As with any meta-analysis, its interpretation must be made within the context of its limitations, including study selection, publication bias and variability in the methodological quality of the included studies. Although publication bias was quantified, it is an unlikely explanation for our findings as our funnel plots suggest but it cannot be completely excluded. Moreover, rigorous selection criteria (use of histopathological diagnosis of lung, breast or colorectal cancer) enriched the meta-analyses for phenotypic quality. The MMP-1 nt-1607 meta-analysis in colorectal cancer had more than 500 cases, MMP-2 nt-1306C/T more than 1,500 cases and the nt-735C/T polymorphism had more than 800 making these relatively sizable studies for risk estimates, albeit small by several other complex disorder genetic meta-analyses. More reliable assessment of attributable risk will only come from studies with much larger number of subjects. Using histopathologically confirmed diagnoses as a selection criterion may have helped to maintain comparable groups of cases; however, the selection of control groups varied considerably between studies. Statistical methods using marker genotype data may in the future permit the detection and control of confounding factors because of population stratification and selection bias in genetic association studies66 reducing the impact of variability within controls groups. However, the confounding effect of heterogeneity between different ancestral populations cannot be dismissed.
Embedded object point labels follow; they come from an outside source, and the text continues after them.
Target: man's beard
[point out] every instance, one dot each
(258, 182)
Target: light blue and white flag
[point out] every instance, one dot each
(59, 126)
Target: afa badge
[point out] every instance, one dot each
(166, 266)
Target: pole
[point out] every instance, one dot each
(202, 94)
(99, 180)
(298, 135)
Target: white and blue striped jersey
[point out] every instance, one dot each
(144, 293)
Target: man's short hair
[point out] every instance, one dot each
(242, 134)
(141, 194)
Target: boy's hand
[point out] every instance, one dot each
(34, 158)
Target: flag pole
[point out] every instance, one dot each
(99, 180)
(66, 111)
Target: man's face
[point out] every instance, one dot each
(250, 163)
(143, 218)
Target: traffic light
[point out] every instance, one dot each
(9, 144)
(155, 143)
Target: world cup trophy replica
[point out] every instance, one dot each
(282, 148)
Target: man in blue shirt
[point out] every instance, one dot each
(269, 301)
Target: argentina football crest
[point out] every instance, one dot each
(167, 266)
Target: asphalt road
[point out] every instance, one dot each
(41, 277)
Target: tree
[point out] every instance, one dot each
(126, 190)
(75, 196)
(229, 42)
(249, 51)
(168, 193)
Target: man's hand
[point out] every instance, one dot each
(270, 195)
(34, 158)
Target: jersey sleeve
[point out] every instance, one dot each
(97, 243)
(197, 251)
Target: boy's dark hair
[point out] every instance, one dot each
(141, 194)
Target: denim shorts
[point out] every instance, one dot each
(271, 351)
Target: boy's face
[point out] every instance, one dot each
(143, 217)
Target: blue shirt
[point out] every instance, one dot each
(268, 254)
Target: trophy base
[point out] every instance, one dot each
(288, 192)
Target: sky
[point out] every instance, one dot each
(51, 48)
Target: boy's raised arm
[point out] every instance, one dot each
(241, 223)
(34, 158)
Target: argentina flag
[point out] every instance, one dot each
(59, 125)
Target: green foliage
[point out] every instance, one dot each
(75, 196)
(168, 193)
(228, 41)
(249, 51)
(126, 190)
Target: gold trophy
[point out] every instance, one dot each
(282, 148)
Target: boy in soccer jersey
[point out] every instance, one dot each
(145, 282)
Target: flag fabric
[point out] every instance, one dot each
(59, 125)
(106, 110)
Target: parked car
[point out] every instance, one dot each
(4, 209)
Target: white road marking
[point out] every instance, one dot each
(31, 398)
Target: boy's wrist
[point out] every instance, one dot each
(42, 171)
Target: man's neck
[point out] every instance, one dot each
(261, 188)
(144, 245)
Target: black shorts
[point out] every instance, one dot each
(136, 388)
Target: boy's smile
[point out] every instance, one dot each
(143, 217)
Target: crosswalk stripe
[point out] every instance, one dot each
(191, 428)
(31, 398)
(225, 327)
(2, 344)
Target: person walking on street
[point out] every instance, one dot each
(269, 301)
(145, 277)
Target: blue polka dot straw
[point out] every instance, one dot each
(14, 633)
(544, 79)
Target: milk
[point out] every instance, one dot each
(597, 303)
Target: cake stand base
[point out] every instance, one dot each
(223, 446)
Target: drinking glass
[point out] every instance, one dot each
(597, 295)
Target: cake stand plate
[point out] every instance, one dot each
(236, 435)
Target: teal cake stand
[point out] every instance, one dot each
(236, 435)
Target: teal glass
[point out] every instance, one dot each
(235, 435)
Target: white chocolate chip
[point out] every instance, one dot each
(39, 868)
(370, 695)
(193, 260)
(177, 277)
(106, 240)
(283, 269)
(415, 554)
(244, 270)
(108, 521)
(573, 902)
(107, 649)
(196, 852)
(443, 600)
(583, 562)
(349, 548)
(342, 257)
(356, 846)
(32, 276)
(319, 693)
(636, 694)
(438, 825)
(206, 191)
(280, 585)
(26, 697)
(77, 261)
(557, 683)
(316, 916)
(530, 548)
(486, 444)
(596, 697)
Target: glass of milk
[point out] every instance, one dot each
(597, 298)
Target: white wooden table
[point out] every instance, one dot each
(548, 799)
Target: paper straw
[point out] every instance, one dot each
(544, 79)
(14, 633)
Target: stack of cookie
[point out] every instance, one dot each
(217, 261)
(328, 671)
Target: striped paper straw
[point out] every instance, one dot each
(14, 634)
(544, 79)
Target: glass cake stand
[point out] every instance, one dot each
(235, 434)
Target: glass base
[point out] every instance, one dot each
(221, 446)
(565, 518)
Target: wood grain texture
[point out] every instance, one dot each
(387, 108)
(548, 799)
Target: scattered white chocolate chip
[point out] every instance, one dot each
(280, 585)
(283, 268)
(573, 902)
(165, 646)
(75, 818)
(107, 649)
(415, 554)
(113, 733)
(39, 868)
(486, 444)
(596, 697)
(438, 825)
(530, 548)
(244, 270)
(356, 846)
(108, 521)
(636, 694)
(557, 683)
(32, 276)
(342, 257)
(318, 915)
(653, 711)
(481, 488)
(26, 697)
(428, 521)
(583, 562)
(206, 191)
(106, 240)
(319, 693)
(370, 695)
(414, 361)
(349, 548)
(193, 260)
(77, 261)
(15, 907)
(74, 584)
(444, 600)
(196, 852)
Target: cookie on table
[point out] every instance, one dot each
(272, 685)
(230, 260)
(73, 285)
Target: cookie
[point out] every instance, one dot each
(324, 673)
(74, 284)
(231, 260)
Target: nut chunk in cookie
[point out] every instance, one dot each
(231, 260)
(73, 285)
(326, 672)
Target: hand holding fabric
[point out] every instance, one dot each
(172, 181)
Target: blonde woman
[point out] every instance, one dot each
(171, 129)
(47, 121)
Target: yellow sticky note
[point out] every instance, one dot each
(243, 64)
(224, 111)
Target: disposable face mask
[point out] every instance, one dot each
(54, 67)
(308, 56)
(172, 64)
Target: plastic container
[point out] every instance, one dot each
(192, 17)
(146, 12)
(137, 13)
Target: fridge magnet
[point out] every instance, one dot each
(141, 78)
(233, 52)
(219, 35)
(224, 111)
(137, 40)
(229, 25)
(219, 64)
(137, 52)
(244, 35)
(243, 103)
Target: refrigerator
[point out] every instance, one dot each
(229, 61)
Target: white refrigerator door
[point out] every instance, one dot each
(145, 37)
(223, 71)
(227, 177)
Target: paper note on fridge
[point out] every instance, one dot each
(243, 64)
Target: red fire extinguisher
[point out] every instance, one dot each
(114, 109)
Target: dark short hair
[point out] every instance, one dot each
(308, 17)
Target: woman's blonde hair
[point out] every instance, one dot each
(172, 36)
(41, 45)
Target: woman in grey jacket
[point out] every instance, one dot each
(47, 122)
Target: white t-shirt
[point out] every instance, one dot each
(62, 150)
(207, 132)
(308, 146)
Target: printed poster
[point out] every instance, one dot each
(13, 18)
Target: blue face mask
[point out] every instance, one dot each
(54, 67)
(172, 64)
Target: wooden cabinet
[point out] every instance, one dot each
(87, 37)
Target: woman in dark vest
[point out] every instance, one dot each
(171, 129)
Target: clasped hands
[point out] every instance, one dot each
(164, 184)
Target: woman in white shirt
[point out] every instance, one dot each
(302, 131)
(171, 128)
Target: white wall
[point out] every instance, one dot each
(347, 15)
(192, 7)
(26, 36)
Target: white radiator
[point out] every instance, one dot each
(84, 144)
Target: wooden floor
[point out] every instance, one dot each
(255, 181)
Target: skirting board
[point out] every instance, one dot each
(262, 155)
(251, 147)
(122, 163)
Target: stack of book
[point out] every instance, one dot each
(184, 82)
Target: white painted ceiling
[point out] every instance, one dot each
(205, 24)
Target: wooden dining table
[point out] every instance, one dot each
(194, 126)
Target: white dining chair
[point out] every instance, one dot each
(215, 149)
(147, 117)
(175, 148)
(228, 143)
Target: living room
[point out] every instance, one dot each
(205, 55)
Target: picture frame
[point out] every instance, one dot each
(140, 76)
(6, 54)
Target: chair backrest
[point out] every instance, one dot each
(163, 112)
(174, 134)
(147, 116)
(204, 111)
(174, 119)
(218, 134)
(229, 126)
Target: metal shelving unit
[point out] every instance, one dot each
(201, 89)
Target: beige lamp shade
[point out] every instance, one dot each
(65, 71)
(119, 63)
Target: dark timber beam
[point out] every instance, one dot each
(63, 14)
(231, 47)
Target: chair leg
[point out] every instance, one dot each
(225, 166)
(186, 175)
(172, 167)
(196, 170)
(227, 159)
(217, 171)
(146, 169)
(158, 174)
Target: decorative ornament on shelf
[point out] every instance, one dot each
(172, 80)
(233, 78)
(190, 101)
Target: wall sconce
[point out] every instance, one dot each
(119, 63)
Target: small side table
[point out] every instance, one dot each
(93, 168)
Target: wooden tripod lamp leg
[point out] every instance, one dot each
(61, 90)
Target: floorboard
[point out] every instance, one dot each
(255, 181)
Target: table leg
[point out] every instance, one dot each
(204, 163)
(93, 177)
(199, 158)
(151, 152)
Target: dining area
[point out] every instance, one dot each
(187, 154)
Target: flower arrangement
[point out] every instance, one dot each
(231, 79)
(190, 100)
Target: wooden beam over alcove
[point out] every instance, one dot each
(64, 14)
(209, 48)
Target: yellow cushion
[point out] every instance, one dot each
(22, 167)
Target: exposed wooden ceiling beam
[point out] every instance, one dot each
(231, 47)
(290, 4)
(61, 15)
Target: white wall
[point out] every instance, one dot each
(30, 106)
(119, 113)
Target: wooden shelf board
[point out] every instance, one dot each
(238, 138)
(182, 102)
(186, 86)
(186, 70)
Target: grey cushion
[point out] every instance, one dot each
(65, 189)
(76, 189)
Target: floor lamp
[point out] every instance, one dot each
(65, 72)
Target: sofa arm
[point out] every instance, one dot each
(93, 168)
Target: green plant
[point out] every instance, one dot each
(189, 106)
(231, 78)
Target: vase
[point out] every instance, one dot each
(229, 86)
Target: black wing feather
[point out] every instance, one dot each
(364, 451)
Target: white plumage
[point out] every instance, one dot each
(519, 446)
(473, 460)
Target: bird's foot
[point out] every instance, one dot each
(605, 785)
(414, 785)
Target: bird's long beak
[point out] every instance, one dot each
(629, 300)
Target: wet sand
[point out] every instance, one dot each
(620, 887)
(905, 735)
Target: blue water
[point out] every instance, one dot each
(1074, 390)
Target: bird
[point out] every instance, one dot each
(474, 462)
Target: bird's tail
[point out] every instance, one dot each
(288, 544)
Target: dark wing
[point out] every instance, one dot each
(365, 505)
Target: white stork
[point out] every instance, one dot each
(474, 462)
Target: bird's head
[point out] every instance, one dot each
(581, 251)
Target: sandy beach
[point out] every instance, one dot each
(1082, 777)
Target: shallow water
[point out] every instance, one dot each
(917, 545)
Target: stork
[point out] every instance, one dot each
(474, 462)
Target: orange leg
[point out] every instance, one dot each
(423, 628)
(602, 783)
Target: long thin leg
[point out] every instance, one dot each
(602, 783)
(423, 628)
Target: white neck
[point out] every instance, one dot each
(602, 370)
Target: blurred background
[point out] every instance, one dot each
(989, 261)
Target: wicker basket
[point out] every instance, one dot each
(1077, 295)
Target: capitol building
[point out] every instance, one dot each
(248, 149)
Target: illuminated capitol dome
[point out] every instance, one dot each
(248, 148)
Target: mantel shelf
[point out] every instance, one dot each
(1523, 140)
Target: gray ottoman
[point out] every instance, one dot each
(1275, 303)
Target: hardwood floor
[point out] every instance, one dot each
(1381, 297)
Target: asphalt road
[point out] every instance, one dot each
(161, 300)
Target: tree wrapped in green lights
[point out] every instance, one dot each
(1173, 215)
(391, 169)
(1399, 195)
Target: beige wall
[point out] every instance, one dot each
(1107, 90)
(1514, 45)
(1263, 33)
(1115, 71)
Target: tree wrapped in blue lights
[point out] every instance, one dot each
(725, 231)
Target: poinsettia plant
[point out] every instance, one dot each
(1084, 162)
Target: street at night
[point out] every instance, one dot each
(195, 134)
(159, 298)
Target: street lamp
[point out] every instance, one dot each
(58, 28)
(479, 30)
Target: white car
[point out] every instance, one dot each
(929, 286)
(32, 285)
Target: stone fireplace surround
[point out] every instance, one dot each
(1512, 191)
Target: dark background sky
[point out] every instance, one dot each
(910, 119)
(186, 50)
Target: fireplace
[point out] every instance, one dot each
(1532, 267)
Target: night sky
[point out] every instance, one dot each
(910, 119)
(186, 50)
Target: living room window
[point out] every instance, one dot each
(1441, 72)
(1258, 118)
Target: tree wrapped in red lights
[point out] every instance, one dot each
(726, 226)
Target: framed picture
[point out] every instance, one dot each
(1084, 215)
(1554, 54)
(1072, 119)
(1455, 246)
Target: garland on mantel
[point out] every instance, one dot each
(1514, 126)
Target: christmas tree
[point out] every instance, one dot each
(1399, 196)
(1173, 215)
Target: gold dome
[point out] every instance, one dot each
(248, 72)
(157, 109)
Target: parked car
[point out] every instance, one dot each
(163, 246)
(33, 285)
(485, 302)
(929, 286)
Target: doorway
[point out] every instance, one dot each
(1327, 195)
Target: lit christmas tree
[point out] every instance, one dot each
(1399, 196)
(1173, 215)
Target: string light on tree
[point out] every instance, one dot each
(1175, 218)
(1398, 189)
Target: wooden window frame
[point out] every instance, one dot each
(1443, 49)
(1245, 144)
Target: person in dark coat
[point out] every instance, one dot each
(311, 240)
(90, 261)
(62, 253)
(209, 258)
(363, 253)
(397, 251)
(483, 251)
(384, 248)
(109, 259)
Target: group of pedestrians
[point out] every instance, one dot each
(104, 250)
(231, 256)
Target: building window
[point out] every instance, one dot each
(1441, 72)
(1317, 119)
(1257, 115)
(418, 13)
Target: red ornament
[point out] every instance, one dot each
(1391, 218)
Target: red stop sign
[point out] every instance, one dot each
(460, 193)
Our finding suggests a genetic basis for the development of colorectal cancer and a protection against lung cancer. Our results determine OR with greater reliability and more robust CI than has previously been assessed by any single study, but the evidence base remains small when compared against similar data from other complex disorders.59, 67, 68
Acknowledgements
P.S. is a Senior Fellow in the Department of Health (UK), and P.M. holds a Cancer Research UK studentship.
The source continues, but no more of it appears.